Когда Вишняков учился, детей распределяли по школам строго в соответствии с местожительством. Соколовская – другой конец города. Предположить, что Немка способен сам организовать переезд, Вишняков не мог. Неужели этот убогий все-таки женился?
А почему бы и нет?
Мальчишка, который увез Марину, был хорош собой. Выходит, и Немка, что ли, в восемнадцать был хорош собой?! Надо же! Открытие, блин!
– Наталья, тебе мальчики нравятся? – вдруг спросил Вишняков.
– Мне, Борис Андреевич, мужчины нравятся. А мальчик – это так, заготовка.

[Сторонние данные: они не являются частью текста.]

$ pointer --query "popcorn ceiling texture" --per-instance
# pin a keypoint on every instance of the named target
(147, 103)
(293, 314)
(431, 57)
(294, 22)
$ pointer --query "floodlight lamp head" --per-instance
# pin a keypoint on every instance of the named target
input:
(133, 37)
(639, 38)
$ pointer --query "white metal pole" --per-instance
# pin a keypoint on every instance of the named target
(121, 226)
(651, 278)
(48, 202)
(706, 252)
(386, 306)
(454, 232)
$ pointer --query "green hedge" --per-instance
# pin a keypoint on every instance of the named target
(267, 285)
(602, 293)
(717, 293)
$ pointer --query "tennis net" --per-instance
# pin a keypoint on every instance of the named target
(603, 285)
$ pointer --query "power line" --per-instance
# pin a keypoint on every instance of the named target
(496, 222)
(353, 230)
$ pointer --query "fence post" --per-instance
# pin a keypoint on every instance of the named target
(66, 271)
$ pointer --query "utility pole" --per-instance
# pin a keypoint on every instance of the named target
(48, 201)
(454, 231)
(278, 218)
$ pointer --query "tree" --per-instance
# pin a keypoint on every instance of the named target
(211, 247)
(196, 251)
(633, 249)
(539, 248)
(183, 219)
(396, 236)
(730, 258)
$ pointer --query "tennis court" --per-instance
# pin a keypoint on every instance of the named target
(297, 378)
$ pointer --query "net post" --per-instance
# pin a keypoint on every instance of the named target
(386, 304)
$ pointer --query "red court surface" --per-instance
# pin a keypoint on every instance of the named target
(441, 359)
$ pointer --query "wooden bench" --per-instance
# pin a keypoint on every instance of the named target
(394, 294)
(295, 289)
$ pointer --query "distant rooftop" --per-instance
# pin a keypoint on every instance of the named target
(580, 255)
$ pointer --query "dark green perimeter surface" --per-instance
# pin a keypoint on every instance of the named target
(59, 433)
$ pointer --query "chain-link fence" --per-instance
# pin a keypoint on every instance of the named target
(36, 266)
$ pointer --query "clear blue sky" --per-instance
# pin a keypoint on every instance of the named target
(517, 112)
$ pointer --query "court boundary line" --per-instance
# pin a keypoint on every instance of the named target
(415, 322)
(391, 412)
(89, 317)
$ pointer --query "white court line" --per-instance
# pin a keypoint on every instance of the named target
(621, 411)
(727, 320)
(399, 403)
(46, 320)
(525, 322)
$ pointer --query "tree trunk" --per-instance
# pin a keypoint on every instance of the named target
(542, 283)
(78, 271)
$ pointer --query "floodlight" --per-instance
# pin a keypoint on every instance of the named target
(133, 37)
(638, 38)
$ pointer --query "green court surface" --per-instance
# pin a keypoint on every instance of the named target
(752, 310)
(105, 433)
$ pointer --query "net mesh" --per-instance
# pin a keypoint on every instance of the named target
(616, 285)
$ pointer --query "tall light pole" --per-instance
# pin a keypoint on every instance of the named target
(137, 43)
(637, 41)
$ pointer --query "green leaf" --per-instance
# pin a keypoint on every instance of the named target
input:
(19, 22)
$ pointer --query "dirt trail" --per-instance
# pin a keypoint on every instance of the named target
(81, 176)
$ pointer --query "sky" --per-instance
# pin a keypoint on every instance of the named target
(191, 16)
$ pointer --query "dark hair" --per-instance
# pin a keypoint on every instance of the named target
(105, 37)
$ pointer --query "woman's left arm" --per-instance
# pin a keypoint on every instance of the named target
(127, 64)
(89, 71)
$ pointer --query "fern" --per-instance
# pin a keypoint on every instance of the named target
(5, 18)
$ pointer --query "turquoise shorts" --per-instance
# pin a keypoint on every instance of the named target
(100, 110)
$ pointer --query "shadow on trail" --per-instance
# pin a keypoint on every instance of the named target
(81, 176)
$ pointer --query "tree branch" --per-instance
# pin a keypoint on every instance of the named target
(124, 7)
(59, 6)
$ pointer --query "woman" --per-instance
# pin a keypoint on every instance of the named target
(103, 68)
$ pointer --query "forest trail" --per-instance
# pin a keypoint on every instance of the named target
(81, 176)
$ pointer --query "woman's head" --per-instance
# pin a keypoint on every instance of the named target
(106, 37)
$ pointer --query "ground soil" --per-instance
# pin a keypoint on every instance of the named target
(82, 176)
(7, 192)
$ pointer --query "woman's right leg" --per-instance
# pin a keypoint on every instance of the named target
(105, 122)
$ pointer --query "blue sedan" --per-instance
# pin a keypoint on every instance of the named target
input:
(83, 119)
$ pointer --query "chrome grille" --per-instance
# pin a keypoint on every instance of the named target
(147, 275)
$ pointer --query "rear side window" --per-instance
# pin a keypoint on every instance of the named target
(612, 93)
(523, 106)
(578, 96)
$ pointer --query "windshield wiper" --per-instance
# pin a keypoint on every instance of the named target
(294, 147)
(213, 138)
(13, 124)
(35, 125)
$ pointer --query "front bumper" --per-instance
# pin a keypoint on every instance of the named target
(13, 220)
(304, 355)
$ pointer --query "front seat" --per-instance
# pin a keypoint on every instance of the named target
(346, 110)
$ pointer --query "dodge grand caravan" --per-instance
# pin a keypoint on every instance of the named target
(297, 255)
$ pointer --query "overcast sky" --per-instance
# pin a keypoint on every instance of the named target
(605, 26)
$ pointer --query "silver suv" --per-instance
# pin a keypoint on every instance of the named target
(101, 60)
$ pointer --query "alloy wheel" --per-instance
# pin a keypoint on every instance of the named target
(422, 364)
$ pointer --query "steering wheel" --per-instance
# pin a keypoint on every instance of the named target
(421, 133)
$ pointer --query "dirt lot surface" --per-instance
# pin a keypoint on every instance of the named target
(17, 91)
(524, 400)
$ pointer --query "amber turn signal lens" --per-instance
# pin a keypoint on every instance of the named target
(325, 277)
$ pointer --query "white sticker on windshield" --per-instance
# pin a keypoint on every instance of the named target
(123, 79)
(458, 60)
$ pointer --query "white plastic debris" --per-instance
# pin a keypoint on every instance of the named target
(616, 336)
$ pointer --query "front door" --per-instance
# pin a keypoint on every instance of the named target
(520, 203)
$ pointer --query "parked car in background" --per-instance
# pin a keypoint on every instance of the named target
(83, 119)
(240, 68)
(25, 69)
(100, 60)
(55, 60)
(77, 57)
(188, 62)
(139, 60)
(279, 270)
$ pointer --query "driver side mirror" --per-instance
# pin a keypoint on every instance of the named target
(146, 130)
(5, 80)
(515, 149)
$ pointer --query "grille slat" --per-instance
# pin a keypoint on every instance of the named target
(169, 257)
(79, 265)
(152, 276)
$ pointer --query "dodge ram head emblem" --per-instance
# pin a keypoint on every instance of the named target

Пожалуй, Наталья права, подумал Вишняков, и Немка ведь был именно заготовкой! Если бы не идиотская школьная система, не старая дура с фальшивым пуком волос на затылке, что могло из него получиться?
– Матрюховка? – что-то в памяти закопошилось, словно таракашка, выползающий из-под газетного листа. – Наталья, не в службу, а в дружбу! Вот ключ, возьми у меня в бардачке автодорожный атлас!